Personal information
- Nationality: Belgian
- Born: 6 June 1997 (age 29)

Sport
- Sport: Athletics
- Event: Long distance running

Achievements and titles
- Personal bests: 5000m: 16:19.01 (Brugge, 2023) 10,000m 33:47.60 (Nijmegen, 2024) Half marathon 1:12:36 (Gentbrugge, 2024) Marathon 2:31:50 (Rotterdam, 2026)

Medal record
Representing Belgium
European Cross Country Championships
| Gold medal – first place | 2025 Lagoa | Team |
| Bronze medal – third place | 2024 Antalya | Team |

= Victoria Warpy =

Belgian athlete (born 1997)

Victoria Warpy (born 6 June 1997) is a Belgian long distance runner. The winner of the Antwerp Marathon in 2021, she won a bronze
medal in the team event at the 2024 European Cross Country Championships.

==Biography==
From Leuven, she studied physiotherapy at the University of Leuven and ran as a hobby. Coming to competitive athletics late, she ran the 2021 Antwerp Marathon, and was a surprise winner with a time of 3:02:12. The race also doubled-up as the Belgian National Championships. However, she did not receive the title because she was not affiliated with an official club.

After that result, she began to be coached by Bart Raes and she went on to improve her marathon personal best by 15 minutes the following year. In 2023, at the Belgian Cross Country Championship in Brussels, she achieved a fourth-place finish. She ran the Runners' lab Half Marathon in Gentbrugge – also considered the Belgian Championship – and won the bronze medal by running a new best time of 74.04. That year, she also finished third on the track in the 5000 metres at the 2023 Belgian Athletics Championships. She was selected for the 2023 European Cross Country Championships in Brussels, where she placed 32nd overall.

At the Rotterdam Marathon in April 2024 she ran a new personal best time of 2:37:32.

In November 2024, she secured a place at the Belgian national cross country championships for the upcoming European Championships. She won a bronze medal in the team race at the 2024 European Cross Country Championships in Antalya, Turkey in December 2024.

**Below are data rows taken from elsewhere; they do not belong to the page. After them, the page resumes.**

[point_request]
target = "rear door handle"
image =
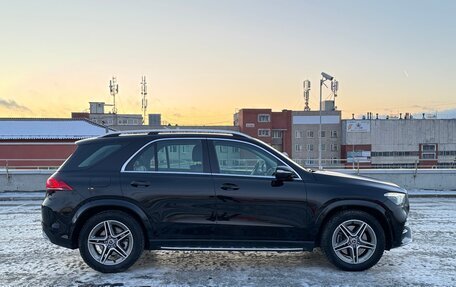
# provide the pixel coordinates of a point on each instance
(229, 186)
(138, 183)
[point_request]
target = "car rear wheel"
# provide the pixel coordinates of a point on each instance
(111, 241)
(353, 240)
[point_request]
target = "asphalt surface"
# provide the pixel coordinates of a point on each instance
(26, 259)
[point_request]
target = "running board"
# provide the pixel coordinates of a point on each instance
(231, 249)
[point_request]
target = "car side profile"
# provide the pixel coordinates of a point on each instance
(125, 192)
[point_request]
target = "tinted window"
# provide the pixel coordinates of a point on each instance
(98, 155)
(244, 159)
(170, 156)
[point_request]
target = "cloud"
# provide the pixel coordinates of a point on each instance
(12, 105)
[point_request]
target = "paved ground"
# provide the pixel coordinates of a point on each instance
(28, 260)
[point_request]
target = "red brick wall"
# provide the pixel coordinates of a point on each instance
(34, 154)
(279, 120)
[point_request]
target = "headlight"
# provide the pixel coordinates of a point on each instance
(396, 197)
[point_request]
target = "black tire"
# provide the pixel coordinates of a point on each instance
(131, 244)
(333, 235)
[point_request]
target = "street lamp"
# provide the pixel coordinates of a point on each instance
(325, 77)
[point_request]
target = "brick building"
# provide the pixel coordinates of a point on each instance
(273, 128)
(35, 143)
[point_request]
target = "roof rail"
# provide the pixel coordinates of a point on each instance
(174, 131)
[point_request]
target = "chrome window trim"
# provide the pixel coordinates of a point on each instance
(166, 172)
(203, 173)
(149, 143)
(260, 147)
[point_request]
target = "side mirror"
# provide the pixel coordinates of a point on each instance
(283, 173)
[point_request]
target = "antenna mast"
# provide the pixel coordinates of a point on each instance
(334, 89)
(306, 85)
(144, 99)
(113, 90)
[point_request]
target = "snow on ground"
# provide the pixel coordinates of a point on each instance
(28, 260)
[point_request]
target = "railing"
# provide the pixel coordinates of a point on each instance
(52, 164)
(364, 164)
(32, 163)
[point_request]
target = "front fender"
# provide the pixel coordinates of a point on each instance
(106, 204)
(373, 207)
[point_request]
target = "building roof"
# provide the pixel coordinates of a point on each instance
(53, 128)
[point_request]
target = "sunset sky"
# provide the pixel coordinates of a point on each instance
(204, 59)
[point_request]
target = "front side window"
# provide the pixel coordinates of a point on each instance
(246, 160)
(169, 156)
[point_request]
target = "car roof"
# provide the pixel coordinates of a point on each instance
(167, 133)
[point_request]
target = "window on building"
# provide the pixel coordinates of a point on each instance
(277, 134)
(428, 156)
(428, 151)
(264, 132)
(249, 161)
(264, 118)
(429, 147)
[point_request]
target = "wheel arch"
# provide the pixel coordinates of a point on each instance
(371, 208)
(93, 207)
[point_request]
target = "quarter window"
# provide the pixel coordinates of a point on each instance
(264, 118)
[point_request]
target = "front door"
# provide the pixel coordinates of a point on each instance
(171, 180)
(251, 204)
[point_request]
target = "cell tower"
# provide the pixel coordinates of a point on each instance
(334, 89)
(144, 99)
(113, 90)
(306, 85)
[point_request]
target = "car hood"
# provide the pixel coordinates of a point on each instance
(343, 178)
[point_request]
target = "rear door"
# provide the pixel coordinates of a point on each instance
(251, 204)
(171, 180)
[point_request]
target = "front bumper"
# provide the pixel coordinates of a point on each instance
(406, 236)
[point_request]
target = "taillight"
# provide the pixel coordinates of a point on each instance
(55, 184)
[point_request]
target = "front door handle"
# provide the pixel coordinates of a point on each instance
(229, 186)
(138, 183)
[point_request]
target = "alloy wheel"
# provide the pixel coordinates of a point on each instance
(110, 242)
(354, 241)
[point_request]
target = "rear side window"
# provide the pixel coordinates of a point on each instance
(89, 155)
(184, 155)
(99, 154)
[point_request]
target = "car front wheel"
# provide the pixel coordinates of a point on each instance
(353, 240)
(111, 241)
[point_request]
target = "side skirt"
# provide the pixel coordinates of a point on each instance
(219, 245)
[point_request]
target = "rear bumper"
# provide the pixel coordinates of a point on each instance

She won a bronze medal in the team race at the 2025 European Running Championships in Belgium. In December 2025 at the 2025 European Cross Country Championships in Lagoa, Portugal, she finished in thirty second place and won gold in the senior women's team event, with compatriots Jana Van Lent, Lisa Rooms and Chloé Herbiet finishing in the top ten.

In August 2026, she competed at the 2026 European Athletics Championships in Birmingham, England, in the women's marathon.